Jacob’s sons assumed that their father’s death would prompt Joseph to kill them. This is due to events that occurred more about 40 years earlier and were since forgiven by Joseph.
This is not the first time such fear surfaced. It seems hard to believe that during the Judah-Joseph exchange nearly 20 years earlier, the brothers did not suspect that the person in front of them was Joseph. For one, Simeon was in an Egyptian prison where he was possibly told. At a minimum, Joseph suspects that the brothers suspect.
Joseph doubts the brothers’ assertion that their father is still alive. Hence, he asks them immediately after revealing his identity: “Is my father still alive?”
Why would he think that the brothers might be lying to him about Jacob being alive?
A possible explanation is that just like Esau pledged to only kill Jacob after their father’s death, Joseph might think that the brothers assume that he would not kill them as long as their father is alive.

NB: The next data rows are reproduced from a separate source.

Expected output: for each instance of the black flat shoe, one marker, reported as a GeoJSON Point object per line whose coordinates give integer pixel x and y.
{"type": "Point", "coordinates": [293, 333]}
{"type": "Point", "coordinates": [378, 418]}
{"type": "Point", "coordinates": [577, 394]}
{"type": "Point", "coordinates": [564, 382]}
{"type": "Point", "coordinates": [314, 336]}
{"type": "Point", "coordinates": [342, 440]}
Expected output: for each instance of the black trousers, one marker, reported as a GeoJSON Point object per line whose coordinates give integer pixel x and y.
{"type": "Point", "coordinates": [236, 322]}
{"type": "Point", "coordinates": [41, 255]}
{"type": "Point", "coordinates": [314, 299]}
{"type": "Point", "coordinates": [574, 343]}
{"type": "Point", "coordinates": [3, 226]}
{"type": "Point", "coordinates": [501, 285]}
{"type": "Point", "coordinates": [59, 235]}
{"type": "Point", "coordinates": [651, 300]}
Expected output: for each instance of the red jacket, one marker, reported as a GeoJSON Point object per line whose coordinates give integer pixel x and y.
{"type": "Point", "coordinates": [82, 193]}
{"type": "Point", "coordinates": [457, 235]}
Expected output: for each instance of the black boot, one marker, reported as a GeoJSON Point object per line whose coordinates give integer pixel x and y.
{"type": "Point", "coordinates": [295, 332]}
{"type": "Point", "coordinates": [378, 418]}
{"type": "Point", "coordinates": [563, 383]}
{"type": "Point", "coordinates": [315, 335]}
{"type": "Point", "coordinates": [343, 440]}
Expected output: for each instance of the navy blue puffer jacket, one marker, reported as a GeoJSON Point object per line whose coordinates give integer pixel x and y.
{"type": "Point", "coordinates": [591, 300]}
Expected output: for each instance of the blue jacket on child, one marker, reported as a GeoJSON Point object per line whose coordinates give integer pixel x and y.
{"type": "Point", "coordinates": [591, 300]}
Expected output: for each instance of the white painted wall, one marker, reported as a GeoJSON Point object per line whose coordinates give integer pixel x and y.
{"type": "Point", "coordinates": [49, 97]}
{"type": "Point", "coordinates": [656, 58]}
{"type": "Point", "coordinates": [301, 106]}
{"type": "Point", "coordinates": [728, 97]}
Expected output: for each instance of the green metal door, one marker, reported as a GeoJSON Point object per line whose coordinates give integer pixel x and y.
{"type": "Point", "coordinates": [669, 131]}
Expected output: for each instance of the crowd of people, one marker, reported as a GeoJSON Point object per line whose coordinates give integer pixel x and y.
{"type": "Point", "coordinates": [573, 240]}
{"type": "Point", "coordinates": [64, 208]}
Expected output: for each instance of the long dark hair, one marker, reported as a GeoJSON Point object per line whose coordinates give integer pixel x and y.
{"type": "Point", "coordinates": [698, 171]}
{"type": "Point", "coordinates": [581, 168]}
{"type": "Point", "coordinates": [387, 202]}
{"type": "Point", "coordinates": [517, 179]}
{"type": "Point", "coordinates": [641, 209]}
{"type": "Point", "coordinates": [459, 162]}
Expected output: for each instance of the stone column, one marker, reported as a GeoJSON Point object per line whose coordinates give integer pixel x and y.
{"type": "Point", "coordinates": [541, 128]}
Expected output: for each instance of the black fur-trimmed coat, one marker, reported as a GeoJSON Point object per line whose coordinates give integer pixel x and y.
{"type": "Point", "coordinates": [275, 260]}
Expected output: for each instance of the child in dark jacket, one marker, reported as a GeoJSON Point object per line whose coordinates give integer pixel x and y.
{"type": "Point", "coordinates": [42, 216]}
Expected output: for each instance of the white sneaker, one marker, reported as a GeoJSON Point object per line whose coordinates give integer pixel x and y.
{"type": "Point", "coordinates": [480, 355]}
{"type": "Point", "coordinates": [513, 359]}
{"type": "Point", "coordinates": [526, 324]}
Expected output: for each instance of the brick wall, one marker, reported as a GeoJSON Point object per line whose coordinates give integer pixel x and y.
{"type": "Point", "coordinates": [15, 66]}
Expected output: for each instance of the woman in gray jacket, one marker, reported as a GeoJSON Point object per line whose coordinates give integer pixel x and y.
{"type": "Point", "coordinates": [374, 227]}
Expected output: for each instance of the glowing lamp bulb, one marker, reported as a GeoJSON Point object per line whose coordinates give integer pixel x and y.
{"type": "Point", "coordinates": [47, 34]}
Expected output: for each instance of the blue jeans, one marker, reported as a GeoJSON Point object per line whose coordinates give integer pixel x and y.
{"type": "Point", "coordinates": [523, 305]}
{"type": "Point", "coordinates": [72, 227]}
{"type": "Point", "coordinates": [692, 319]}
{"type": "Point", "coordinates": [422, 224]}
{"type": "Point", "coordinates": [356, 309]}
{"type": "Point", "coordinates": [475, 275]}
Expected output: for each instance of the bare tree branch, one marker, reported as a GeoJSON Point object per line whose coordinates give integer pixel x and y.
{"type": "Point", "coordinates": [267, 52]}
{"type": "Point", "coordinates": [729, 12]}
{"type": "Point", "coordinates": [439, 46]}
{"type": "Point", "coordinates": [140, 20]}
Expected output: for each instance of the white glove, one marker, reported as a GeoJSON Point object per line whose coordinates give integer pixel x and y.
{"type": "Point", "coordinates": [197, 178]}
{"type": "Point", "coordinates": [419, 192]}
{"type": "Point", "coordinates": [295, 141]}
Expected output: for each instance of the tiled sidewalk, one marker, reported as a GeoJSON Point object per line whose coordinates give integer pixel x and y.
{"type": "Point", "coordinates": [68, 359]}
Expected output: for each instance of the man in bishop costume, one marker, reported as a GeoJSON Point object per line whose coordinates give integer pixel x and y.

This is supported by the brother’s reaction. The mere question of Joseph scares them. If they suspected that this is Joseph, then they should not be scared by the confession, but rather by the consequences of the onerous question Joseph just asked – possible indication that Joseph is going to kill them if Jacob is no longer alive.
Extrapolation to Esau’s plans to kill Jacob
So why did Esau not kill Jacob upon Isaac’s death as he planned? One simple reason could be that as Rebecca suspected, his anger subsided. But even if that is the case, it should not detract from Jacob’s fear that Esau would kill him after their father’s death. Indeed, extrapolating back from our parasha, the brothers knew that Joseph’s anger subsided. Ninety years have passed, and they were still assuming that Joseph would kill them after the death of their father.
At the famed encounter of Jacob with Esau upon the former’s return, Isaac was still alive. Hence, Jacob’s fear and extreme precautions seemed at first premature. Like firing anti-aircraft missiles when the attacking jet is still on the runway.
Isaac only dies decades later – after Joseph is sold to Egypt.
Why would Isaac’s death not trigger fear by Jacob that Esau would kill him? Possibly, because by that time, Esau feels he already has the blessing!
Esau has the blessing? Option 1
Joseph was the clear heir to Jacob. Perhaps internalizing the lesson of the succession battle of previous generations, Jacob chooses the heir early, and even prepares a special gown to make it clear. Moreover, as indicative from Joseph’s dreams of Jacob bowing to him, it is even possible that Jacob already “abdicated” to avoid such succession battles later.
Therefore, the presumed death of Joseph (who is childless at that time), can be interpreted by Esau as the end of the blessing lineage of Jacob, and the “return” of the blessing to him. Hence a few years later, when Isaac dies, there is no longer a reason to kill Jacob. E.g. the brothers’ malaise actions saved Jacob twice: from Esau and from famine.
We are also told that Jacob refused to be consoled and instead announced that he “plans to descend to his son’s death.” We are then told “his father cried over him,” which could be read as Isaac crying over Jacob, who just announced his own death. Such a reading can lead Esau to strengthen the conclusion that the blessing goes back to him. In addition, the sons of Jacob, recognizing that Joseph has the blessing, disqualify themselves by marrying a Canaanite (at least Simeon and Judah). This while Esau corrects that disqualifying faux-pas, and stunningly marries an additional wife – a Semite. Why would he do so, had he not thought he is still a contender for the blessing?.
While this read is consistent with the textual description (pshat), there is another alternative that is simpler.
Esau has the blessing? Option 2
Did Jacob forfeit his blessing to Esau at their encounter? It seems so: “Please take my blessing that was brought to you, because God gifted me and I have everything; and he urged him, and he took.”
In addition, Jacob ceremoniously bows to Esau seven times, and refers to him as “my lord” and to himself as “your slave” – the mirror image of the blessing he received from Isaac.
Moreover, Jacob is aware that he obtained his wealth thanks to the blessing. If the blessing belongs to Esau, then so should this wealth. Indeed, Jacob seems to transfer his wealth to Esau.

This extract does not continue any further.